Scenario SQL result limited to 10
Hello Community,
Small question: If I try to run some SQL code inside a scenario
SELECT Order_id, COUNT(1) FROM mySQL GROUP BY Order_id ORDER BY Order_id
the number of result seems always to be limited to 10 (as can be seen in the attached log, lines 16 ).
It seems that instead of the code above the following code seems to be executed
Initialize statement for 'select top(10) Order_id, COUNT(1) FROM MySQL GROUP BY Order_id ORDER BY Order_id' (maxRows=10)
What do I need to change in order to get the correct results (17 distinct values).
Thanks in advance
Marc Robert
Best Answer
-
Hello,
The SQL step of a scenario was made to retrieve data so they can be used to determine next scenario steps.
It is not intended to retrieve and log a full dataset.
If you want to extract a subpart of your table from a query, you can create a new SQL dataset from a query or you can use an SQL query recipe.
You can also create an SQL notebook if you just want to explore your database.Hope this helps!
Answers
-
MRvLuijpen Partner, L2 Admin, L2 Designer, Dataiku DSS Core Designer, Dataiku DSS & SQL, Dataiku DSS ML Practitioner, Dataiku DSS Core Concepts, Neuron 2020, Neuron, Dataiku DSS Adv Designer, Registered, Dataiku DSS Developer, Neuron 2021, Neuron 2022, Frontrunner 2022 Finalist, Frontrunner 2022 Winner, Frontrunner 2022 Participant, Neuron 2023 Posts: 107 Neuron
Hello Pierre,
Thank you for your quick responds.
-
MRvLuijpen Partner, L2 Admin, L2 Designer, Dataiku DSS Core Designer, Dataiku DSS & SQL, Dataiku DSS ML Practitioner, Dataiku DSS Core Concepts, Neuron 2020, Neuron, Dataiku DSS Adv Designer, Registered, Dataiku DSS Developer, Neuron 2021, Neuron 2022, Frontrunner 2022 Finalist, Frontrunner 2022 Winner, Frontrunner 2022 Participant, Neuron 2023 Posts: 107 Neuron
Hello Community.
Is it possible to run a SQL/Python notebook from inside a scenario (and thus not having the limitation of 10 records?)
Thanks in advance
-
Marlan Neuron 2020, Neuron, Registered, Dataiku Frontrunner Awards 2021 Finalist, Neuron 2021, Neuron 2022, Dataiku Frontrunner Awards 2021 Participant, Neuron 2023 Posts: 319 Neuron
Hello @MRvLuijpen
,Yes, you can execute a SQL statement from Python within an Execute Python step in a Scenario. Check out the deck here for examples of interacting with SQL through Python: https://community.dataiku.com/t5/Online-Events/Using-the-Dataiku-DSS-Python-API-for-Interfacing-with-SQL/ba-p/7797
You should be able to use most of methods described in a Scenario.

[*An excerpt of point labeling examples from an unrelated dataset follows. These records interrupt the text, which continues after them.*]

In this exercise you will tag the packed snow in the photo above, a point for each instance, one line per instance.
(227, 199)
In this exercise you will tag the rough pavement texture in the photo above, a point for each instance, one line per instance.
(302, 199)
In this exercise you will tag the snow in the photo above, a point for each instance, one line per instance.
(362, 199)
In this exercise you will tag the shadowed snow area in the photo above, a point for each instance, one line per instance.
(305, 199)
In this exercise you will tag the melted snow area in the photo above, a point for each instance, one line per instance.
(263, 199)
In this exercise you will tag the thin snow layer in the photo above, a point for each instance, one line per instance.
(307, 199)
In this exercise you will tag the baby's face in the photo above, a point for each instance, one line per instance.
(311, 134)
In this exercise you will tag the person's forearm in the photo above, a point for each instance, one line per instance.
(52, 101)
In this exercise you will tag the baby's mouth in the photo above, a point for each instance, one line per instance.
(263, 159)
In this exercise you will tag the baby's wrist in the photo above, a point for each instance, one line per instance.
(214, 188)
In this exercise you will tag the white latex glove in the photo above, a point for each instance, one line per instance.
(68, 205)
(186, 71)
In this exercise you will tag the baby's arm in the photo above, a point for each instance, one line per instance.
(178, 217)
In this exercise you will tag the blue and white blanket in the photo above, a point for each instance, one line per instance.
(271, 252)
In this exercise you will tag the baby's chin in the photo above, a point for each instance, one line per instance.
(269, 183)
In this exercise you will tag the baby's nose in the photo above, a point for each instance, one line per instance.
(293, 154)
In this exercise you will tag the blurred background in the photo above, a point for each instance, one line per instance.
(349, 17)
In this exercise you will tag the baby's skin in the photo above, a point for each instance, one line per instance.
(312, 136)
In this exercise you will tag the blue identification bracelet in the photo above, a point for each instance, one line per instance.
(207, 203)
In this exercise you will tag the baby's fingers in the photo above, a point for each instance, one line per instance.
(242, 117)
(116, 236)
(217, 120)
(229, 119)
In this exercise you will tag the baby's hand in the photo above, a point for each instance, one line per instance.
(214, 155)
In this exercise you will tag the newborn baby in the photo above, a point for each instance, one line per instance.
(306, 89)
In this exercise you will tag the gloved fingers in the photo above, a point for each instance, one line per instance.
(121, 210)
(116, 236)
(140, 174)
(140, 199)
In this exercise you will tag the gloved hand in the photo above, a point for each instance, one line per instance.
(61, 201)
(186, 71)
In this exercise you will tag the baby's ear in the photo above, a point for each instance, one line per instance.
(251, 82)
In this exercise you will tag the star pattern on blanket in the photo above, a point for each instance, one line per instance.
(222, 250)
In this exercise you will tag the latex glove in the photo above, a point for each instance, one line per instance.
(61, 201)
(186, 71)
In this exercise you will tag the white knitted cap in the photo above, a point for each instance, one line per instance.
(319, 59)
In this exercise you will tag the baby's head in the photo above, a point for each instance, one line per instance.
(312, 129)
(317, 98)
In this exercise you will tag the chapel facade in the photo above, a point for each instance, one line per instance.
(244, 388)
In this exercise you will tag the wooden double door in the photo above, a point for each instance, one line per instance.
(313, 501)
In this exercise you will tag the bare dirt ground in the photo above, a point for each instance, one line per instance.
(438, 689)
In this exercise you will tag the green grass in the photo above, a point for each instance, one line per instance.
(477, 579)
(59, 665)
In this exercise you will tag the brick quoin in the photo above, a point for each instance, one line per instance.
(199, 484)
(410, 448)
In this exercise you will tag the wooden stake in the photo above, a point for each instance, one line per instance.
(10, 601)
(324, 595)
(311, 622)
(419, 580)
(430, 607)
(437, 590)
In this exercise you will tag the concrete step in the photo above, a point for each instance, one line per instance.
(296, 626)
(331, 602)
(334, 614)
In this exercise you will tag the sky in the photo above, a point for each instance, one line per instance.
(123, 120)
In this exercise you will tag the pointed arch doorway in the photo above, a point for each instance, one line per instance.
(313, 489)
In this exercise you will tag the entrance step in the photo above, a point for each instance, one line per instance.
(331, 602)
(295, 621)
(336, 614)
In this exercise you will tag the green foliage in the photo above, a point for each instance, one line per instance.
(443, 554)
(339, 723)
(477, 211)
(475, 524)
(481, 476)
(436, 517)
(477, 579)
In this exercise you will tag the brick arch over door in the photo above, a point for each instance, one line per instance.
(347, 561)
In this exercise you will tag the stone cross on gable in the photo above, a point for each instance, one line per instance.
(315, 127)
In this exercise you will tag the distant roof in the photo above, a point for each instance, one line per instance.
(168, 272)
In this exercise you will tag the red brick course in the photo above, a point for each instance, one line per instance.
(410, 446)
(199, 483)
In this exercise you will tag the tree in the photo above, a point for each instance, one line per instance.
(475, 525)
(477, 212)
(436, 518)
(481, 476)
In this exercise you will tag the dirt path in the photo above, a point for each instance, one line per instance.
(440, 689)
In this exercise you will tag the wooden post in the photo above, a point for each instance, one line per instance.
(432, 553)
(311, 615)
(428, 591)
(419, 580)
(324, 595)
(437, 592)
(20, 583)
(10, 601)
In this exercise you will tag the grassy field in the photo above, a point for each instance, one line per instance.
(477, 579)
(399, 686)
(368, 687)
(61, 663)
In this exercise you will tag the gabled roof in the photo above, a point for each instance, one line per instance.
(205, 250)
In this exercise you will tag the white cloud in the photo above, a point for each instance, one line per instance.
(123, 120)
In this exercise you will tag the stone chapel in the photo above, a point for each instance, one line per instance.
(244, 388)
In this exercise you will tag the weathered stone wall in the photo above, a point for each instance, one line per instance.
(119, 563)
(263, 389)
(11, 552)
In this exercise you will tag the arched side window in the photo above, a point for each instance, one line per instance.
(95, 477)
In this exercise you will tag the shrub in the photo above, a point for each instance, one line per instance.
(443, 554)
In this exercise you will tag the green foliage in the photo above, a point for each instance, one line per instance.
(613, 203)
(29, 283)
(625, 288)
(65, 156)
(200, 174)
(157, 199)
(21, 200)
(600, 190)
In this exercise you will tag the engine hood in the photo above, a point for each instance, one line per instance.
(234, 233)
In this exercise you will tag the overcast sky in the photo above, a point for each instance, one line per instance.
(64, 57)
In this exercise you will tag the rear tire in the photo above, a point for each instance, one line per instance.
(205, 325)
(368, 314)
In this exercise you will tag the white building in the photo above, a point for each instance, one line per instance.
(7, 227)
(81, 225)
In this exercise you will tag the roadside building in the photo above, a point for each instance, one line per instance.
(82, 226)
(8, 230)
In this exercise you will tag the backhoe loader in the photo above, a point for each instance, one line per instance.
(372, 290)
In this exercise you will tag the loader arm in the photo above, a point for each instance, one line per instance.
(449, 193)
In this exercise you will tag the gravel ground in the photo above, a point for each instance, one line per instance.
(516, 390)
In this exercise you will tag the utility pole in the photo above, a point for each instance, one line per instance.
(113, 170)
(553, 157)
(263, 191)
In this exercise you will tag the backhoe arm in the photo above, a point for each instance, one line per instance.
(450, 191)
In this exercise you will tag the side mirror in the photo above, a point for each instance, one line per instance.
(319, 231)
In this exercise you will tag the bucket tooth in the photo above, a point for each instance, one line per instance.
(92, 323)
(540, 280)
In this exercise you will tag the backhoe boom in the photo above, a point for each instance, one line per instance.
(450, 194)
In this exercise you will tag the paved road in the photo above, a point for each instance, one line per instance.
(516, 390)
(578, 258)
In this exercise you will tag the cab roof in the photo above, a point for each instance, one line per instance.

What are you trying to accomplish?
Marlan
-
Question on the same line. I would like to send a SQL delete statement on a table to one of our connected database. But when tries in Python code, it doesn't do anything to the table. SQL select statement works though.
If I use SQL query in scenario with delete statement, it will only delete 10 rows at a time.
Any info would be really appreciated!
-
tgb417 Dataiku DSS Core Designer, Dataiku DSS & SQL, Dataiku DSS ML Practitioner, Dataiku DSS Core Concepts, Neuron 2020, Neuron, Registered, Dataiku Frontrunner Awards 2021 Finalist, Neuron 2021, Neuron 2022, Frontrunner 2022 Finalist, Frontrunner 2022 Winner, Dataiku Frontrunner Awards 2021 Participant, Frontrunner 2022 Participant, Neuron 2023 Posts: 1,598 Neuron
@reneege
,From the details you have provided, I'm not clear if I can be of any help. However, It may be helpful to others in the community to understand a few additional things to help out:
- What database are you using?
- What type of Connection have you set up in the Dataiku Connection?
- In what context are you running your Python? (Notebook, Visual Recipe, Completely external to DSS)
- And what version of DSS you are using.
- What database are you using?
-
Hi The database is a MS-SQL. The connection used is one of SQL connections we having been used successfully (in Select statements, or write recipe output datasets to).
The test was done by SQL inside Python code both in Visual Recipe or in Notebook inside DSS.
Just you know that I got it worked around in Python to get read dataset from the table, filtered out data in dataframe and write output dataset in the same table in the database.
I feel there may be some glitch/bug in DSS that using Delete SQL statement in Python is not working.
We are on DSS 8.0.2.
-
Can you please have someone update the documentation to reflect this?
It currently says on https://doc.dataiku.com/dss/latest/scenarios/steps.html
"Execute SQL
This step executes one or more SQL statements on a DSS connection. Both straight SQL connections (ex: a Postgresql connection) and HiveQL connections (Hive and Impala) can be used.
The output of the query, if there is one, is available to subsequent steps as variables (See Variables in scenarios)."
"The output of the query, if there is one" would suggest that this is suitable for doing things other than select. I've just wasted a bunch of time trying to figure out why a simple insert into a table was only inserting 10 rows in a scenario SQL Step as opposed to the correct amount; thankfully, google led me here. If you're looking to cause frustration for your customers, this is an excellent way to go about it!
-
This should really be documented. The method name and documentation never imply that the results are limited to 10 rows.